Negli ultimi venti anni è diventato sempre più difficile ascoltare cantanti adeguati al repertorio verdiano, mentre si è alzato tantissimo il livello degli interpreti di Rossini e del barocco, dove l’attività scientifica ha fatto passi da gigante. Come e quanto può influire il lavoro di revisione ed edizione critica sull’interpretazione?

“Credo che il lavoro scientifico, anche alla luce di quanto ho detto prima sulla vocalità, sia importante perché ci permette di liberarci di certi stereotipi, o per lo meno di metterli in discussione. Il canto verdiano non è una categoria astratta, né tantomeno qualcosa di totalmente distaccato dal repertorio belcantistico. Dobbiamo comprendere che, anche se possiamo giustamente venerare la memoria di tanti grandi interpreti verdiani del Novecento, e persino provare una certa nostalgia per certe interpretazioni leggendarie che abbiamo potuto ascoltare dal vivo o apprezzare in registrazione, tante cose venivano fatte arbitrariamente; si tagliavano lunghi passaggi di musica (per esempio le ripetizioni delle cabalette, che invece sono importantissime, o le seconde strofe delle arie di Violetta ne La traviata), si utilizzavano cadenze banali, si resisteva all’idea di introdurre abbellimenti e variazioni.
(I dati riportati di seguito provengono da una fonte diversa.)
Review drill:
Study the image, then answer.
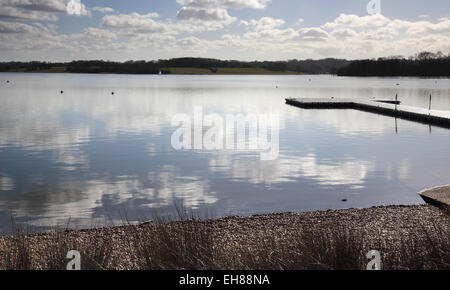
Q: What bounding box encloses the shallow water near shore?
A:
[0,73,450,233]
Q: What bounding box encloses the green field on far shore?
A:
[1,66,302,75]
[168,67,299,75]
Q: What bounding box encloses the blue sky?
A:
[0,0,450,61]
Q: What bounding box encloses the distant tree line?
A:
[0,57,349,74]
[0,52,450,77]
[338,51,450,77]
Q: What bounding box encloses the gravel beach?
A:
[0,205,450,270]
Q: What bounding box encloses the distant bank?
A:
[0,52,450,77]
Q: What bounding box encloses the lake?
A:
[0,73,450,233]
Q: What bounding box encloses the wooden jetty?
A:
[286,98,450,128]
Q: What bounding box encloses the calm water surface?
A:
[0,73,450,232]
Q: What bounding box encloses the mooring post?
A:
[428,94,431,111]
[395,94,398,111]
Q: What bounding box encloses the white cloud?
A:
[177,7,236,24]
[0,21,33,33]
[0,0,90,21]
[177,0,271,9]
[102,13,167,33]
[92,6,114,13]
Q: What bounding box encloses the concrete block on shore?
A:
[419,185,450,206]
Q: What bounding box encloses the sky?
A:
[0,0,450,61]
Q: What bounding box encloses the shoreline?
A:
[0,205,450,270]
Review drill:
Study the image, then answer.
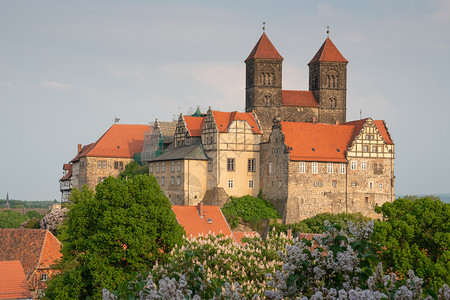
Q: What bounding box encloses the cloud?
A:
[39,75,75,90]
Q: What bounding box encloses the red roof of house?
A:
[212,111,261,134]
[59,164,72,181]
[172,205,234,239]
[281,122,354,162]
[184,116,204,136]
[0,260,31,299]
[71,124,148,162]
[245,33,283,62]
[309,38,348,64]
[281,90,319,107]
[0,228,61,278]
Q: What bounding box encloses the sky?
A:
[0,0,450,200]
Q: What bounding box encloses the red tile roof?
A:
[212,110,261,134]
[184,116,204,136]
[59,164,72,181]
[172,205,234,239]
[71,124,148,162]
[0,228,61,278]
[0,260,31,299]
[309,38,348,64]
[281,122,354,162]
[245,33,283,62]
[281,90,319,107]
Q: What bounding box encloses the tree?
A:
[46,175,184,299]
[119,161,148,179]
[374,197,450,291]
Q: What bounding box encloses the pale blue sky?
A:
[0,0,450,200]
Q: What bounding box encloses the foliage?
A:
[222,196,280,228]
[271,213,370,234]
[374,197,450,292]
[103,221,450,300]
[46,175,184,299]
[0,210,28,228]
[119,161,148,179]
[40,208,69,236]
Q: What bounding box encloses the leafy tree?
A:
[0,210,28,228]
[46,175,184,299]
[222,196,280,228]
[373,197,450,290]
[272,213,370,234]
[119,161,148,179]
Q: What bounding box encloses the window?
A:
[247,158,256,172]
[327,163,333,174]
[341,163,345,174]
[361,161,367,170]
[298,161,306,173]
[227,158,234,171]
[208,158,213,172]
[228,179,234,189]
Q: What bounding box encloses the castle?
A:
[61,33,395,223]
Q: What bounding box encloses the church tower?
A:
[245,33,283,131]
[308,37,348,124]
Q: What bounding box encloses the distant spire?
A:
[5,193,10,209]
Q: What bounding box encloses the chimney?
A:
[197,202,203,218]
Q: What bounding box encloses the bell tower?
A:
[308,37,348,124]
[245,33,283,131]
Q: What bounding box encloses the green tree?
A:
[373,197,450,290]
[119,161,148,179]
[46,175,184,299]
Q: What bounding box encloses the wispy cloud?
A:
[39,75,75,90]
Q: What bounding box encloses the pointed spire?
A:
[245,32,283,62]
[308,37,348,65]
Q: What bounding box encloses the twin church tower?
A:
[245,33,348,137]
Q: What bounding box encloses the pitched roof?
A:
[0,260,31,299]
[212,110,261,134]
[71,124,148,162]
[184,116,204,136]
[149,139,208,161]
[172,205,234,243]
[0,228,61,278]
[308,37,348,65]
[59,164,72,181]
[245,32,283,62]
[281,90,319,107]
[281,122,354,162]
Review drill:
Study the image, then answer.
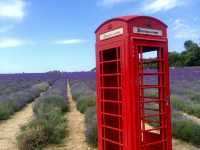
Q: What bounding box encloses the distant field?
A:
[0,67,200,150]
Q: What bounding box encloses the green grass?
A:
[171,96,200,118]
[17,96,68,150]
[77,96,96,113]
[0,101,17,120]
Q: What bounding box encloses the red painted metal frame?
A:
[96,16,172,150]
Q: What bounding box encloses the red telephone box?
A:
[96,16,172,150]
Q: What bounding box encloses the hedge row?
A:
[0,82,49,120]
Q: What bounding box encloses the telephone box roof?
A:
[95,15,167,33]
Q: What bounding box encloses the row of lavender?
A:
[17,77,68,150]
[71,67,200,146]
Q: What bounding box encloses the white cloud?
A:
[55,39,86,45]
[142,0,187,13]
[97,0,133,6]
[0,0,25,20]
[0,38,28,48]
[173,19,200,40]
[0,25,14,33]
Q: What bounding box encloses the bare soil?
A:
[0,103,33,150]
[45,85,94,150]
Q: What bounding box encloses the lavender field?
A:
[0,67,200,150]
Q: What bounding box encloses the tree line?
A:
[169,40,200,67]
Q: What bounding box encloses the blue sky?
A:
[0,0,200,73]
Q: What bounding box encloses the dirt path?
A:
[45,84,94,150]
[0,103,33,150]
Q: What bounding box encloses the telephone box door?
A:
[97,41,126,150]
[134,41,171,150]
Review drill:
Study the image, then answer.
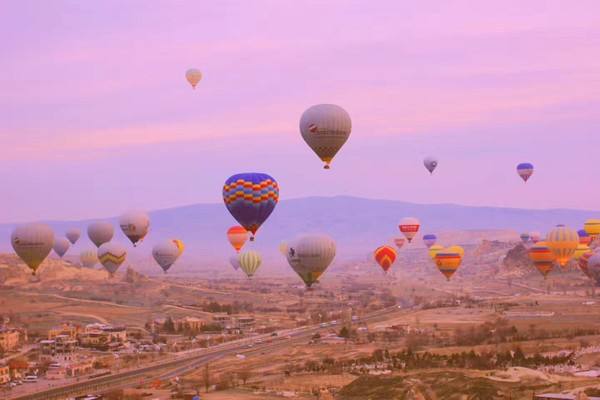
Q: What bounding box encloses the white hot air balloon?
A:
[79,248,98,268]
[65,228,81,244]
[185,68,202,89]
[98,242,127,276]
[152,240,180,274]
[88,221,115,247]
[287,234,336,288]
[52,237,71,258]
[300,104,352,169]
[119,211,150,247]
[10,224,54,275]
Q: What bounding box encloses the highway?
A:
[8,306,406,400]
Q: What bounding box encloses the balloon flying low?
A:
[300,104,352,169]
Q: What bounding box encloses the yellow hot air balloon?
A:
[435,246,462,280]
[546,225,579,268]
[528,242,556,279]
[429,244,444,262]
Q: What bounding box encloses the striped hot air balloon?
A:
[546,225,579,268]
[227,226,249,253]
[435,246,462,280]
[223,173,279,240]
[239,250,262,278]
[373,246,398,272]
[529,242,556,279]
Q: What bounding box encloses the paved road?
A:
[8,306,406,400]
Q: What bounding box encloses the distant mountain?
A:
[0,196,600,268]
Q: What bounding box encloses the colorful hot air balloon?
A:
[227,226,249,253]
[52,237,71,258]
[239,250,262,278]
[583,219,600,241]
[300,104,352,169]
[79,248,98,268]
[88,221,115,247]
[152,240,179,274]
[435,246,462,280]
[423,157,438,174]
[517,163,533,182]
[429,244,444,262]
[398,217,421,243]
[119,211,150,247]
[529,242,556,279]
[287,234,336,288]
[65,228,81,244]
[373,246,398,272]
[10,224,54,275]
[423,233,437,248]
[98,242,127,276]
[223,173,279,240]
[185,68,202,89]
[171,239,185,257]
[577,229,592,245]
[229,254,240,271]
[546,225,579,268]
[394,238,406,249]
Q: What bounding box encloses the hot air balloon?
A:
[429,244,444,262]
[152,240,179,274]
[423,157,438,174]
[88,221,115,247]
[185,68,202,89]
[223,173,279,241]
[577,229,592,245]
[394,238,406,249]
[171,239,185,256]
[10,224,54,275]
[65,228,81,244]
[398,217,421,243]
[79,249,98,268]
[239,250,262,278]
[435,246,462,280]
[279,241,288,256]
[119,211,150,247]
[583,219,600,241]
[517,163,533,182]
[423,233,437,248]
[300,104,352,169]
[546,225,579,268]
[52,237,71,258]
[98,242,127,276]
[229,254,240,271]
[227,226,249,253]
[287,234,336,288]
[528,242,556,279]
[373,246,398,272]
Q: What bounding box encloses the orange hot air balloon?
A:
[374,246,398,272]
[435,246,464,280]
[227,226,249,253]
[529,242,556,279]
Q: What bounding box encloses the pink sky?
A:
[0,0,600,221]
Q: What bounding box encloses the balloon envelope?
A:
[300,104,352,169]
[287,234,336,287]
[223,173,279,240]
[11,224,54,275]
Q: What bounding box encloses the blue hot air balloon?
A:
[423,233,437,247]
[223,172,279,240]
[517,163,533,182]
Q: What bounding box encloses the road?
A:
[7,306,406,400]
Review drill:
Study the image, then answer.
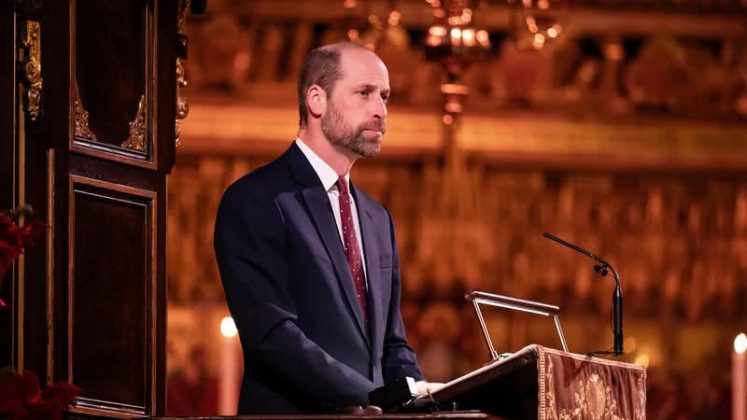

Queste sono tutte cose che ora stiamo rivalutando e rettificando. Personalmente non credo che ci sia una carenza di interpreti verdiani, ma credo che il canto verdiano di oggi stia cambiando, e questa non è una cosa di cui rammaricarsi. Anzi, abbiamo tanti cantanti già affermati che si sono avvicinati a Verdi con grande apertura mentale e originalità (ne nomino una: Lisette Oropesa, che ha fatto un lavoro splendido alla Scala ne I masnadieri e che nel prossimo anno sarà Violetta in varie produzioni importanti), e abbiamo giovani interpreti che negli anni a venire, con le guide giuste, con le edizioni critiche a portata di mano, lavorando con direttori e colleghi bene informati e con il sostegno di un pubblico dalla mente aperta, potranno non solo eccellere come voci verdiane, ma dare un apporto creativo e farci vivere Verdi in maniera sempre nuova. Questo per me è il significato più importante e più alto dell’espressione “viva Verdi!”: non parliamo di monumenti, di immobilità e di stereotipi che si perpetuano, ma piuttosto, soprattutto, di creatività, immaginazione, studio, scoperta e riscoperta, insomma, di un’arte che sia davvero “viva”.

Ci sono in serbo delle novità per il 2020?

“Sì, nel 2020 avremo una grossa novità: eseguiremo per la prima volta una nuova edizione critica di un’opera importante del primo Verdi, un titolo che mi sta molto a cuore. Potremo darvi notizie più specifiche in autunno!”.